視覚に訴えるもの 「アンダーワールド:ビギンズ」

 「アンダーワールド」シリーズ3作目です。今回は過去の話でした。1作目の敵ルシアンが何故ヴァンパイアと戦争をすることになったかが描かれています。

 ある日、城の中に幽閉していたライカンから人間の子供が生まれた。ビクターはライカン共々子供を始末しようとするが、子供に利用価値があるのではと思い直し生かすことにする。ルシアンと名付けられたその子に噛まれた人間は人間とライカン、二つの姿を取ることができた。ビクターはルシアンに人間を噛ませ、新しいライカンを奴隷として昼間の警護に当たらせる。大人になり、ルシアンはビクターの娘ソーニャと恋に落ちる。2人は周りの目を盗み愛を育んでいくが…。

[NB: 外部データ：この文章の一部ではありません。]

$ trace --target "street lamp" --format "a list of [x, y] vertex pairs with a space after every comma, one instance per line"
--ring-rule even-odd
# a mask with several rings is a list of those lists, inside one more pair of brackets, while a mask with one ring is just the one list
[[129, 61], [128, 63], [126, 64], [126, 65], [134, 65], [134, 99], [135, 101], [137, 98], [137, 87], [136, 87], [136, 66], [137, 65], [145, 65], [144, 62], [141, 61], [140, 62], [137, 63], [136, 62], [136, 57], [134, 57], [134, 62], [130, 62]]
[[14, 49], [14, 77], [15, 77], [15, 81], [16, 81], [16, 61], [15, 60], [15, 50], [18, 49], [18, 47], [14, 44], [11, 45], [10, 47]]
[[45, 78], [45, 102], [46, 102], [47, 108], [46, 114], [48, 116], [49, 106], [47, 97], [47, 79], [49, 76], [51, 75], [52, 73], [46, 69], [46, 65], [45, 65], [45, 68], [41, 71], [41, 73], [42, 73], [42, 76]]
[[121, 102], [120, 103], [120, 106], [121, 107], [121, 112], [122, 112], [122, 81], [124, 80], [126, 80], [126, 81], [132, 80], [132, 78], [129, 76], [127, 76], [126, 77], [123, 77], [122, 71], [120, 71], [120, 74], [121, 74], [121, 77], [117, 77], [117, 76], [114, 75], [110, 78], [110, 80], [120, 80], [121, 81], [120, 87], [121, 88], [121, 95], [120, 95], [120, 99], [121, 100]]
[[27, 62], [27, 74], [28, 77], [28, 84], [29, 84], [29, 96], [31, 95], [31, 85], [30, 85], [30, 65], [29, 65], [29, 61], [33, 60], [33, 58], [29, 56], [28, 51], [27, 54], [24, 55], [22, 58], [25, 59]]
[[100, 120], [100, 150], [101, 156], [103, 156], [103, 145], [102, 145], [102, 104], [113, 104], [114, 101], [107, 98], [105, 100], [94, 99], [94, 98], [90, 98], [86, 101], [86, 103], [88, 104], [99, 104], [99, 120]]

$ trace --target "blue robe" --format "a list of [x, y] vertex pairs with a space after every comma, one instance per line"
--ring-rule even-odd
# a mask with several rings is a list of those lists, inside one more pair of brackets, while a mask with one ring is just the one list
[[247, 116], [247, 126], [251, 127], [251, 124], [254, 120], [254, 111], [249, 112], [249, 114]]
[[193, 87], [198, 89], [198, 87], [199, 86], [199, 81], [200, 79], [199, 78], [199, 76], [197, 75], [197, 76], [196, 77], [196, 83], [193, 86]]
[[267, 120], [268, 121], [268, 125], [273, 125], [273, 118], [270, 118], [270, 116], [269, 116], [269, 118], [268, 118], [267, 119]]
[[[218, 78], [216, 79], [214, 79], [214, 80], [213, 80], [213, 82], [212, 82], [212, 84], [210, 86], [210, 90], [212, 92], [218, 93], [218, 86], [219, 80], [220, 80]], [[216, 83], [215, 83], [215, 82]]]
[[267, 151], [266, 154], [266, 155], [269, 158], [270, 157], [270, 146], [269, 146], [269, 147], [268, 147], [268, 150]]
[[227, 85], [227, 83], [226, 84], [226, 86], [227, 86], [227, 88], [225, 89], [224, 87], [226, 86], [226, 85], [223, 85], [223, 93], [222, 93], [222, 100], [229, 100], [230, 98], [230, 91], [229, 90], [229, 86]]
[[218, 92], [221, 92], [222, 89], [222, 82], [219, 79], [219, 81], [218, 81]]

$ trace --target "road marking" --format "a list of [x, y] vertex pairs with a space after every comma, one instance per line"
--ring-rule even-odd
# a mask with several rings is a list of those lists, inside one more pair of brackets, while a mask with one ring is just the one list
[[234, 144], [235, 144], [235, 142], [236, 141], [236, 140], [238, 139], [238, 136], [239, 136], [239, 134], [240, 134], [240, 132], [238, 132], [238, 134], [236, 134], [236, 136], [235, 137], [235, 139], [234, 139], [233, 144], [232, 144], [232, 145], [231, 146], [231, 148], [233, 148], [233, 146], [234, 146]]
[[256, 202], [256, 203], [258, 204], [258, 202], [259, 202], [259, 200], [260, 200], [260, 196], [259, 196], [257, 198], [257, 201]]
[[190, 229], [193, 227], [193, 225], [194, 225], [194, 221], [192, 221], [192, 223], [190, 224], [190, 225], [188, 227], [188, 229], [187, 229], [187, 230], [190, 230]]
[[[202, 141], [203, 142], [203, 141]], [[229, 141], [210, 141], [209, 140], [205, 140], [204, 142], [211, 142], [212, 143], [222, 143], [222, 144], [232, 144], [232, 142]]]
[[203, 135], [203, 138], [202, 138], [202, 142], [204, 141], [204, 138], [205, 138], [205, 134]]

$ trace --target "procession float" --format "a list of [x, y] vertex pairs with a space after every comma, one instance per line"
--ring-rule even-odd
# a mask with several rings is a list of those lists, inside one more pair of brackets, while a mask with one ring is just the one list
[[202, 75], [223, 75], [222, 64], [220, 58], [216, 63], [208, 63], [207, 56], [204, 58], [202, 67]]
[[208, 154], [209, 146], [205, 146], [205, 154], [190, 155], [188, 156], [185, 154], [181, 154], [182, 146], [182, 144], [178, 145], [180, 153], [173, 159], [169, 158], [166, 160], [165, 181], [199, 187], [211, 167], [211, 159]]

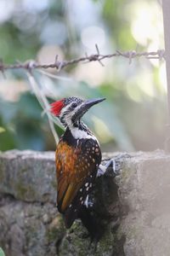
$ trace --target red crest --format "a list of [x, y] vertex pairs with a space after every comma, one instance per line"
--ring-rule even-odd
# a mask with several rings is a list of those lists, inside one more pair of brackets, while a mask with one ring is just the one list
[[61, 109], [65, 106], [64, 104], [64, 99], [53, 102], [50, 104], [50, 112], [54, 114], [55, 116], [59, 116], [60, 113]]

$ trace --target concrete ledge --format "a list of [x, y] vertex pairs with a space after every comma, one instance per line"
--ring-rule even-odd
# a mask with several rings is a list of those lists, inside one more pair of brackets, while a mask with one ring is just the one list
[[169, 166], [162, 151], [138, 152], [119, 177], [96, 180], [94, 210], [106, 231], [94, 253], [80, 221], [65, 230], [57, 212], [54, 153], [2, 153], [0, 246], [7, 256], [169, 256]]

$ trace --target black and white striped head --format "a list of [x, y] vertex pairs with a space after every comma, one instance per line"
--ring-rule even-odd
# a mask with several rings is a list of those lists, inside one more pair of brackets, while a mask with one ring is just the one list
[[94, 105], [105, 98], [82, 100], [77, 97], [64, 98], [51, 104], [51, 113], [58, 117], [65, 127], [77, 125], [80, 119]]

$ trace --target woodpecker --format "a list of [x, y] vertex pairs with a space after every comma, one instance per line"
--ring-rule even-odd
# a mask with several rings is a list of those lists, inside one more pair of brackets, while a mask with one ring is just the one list
[[55, 163], [57, 207], [67, 229], [80, 218], [89, 233], [97, 230], [86, 202], [101, 162], [101, 150], [97, 138], [81, 119], [104, 100], [68, 97], [51, 104], [51, 113], [65, 127], [57, 145]]

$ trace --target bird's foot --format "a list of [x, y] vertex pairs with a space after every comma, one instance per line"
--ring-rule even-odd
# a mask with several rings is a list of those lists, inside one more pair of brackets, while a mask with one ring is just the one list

 1作目で疑問に思ったこと、何故ビクターが自分の娘ソーニャを殺したのかがよくわかりました。獣と交わったこと、そしてそのお腹に子供を宿したこと。それが許せなかった。混血以上に「獣」と蔑んだものと愛し合ったことが許せなかった。そして長老故、恩赦を与えることができない。示しがつかない。根っからの帝王だったんでしょうね。一族を束ねることの難しさと過酷さを知っていた。悲恋の話であり、悲しい親子の話でもありました。

 さて、次は最後の話。いったい何が待ってるんでしょうか。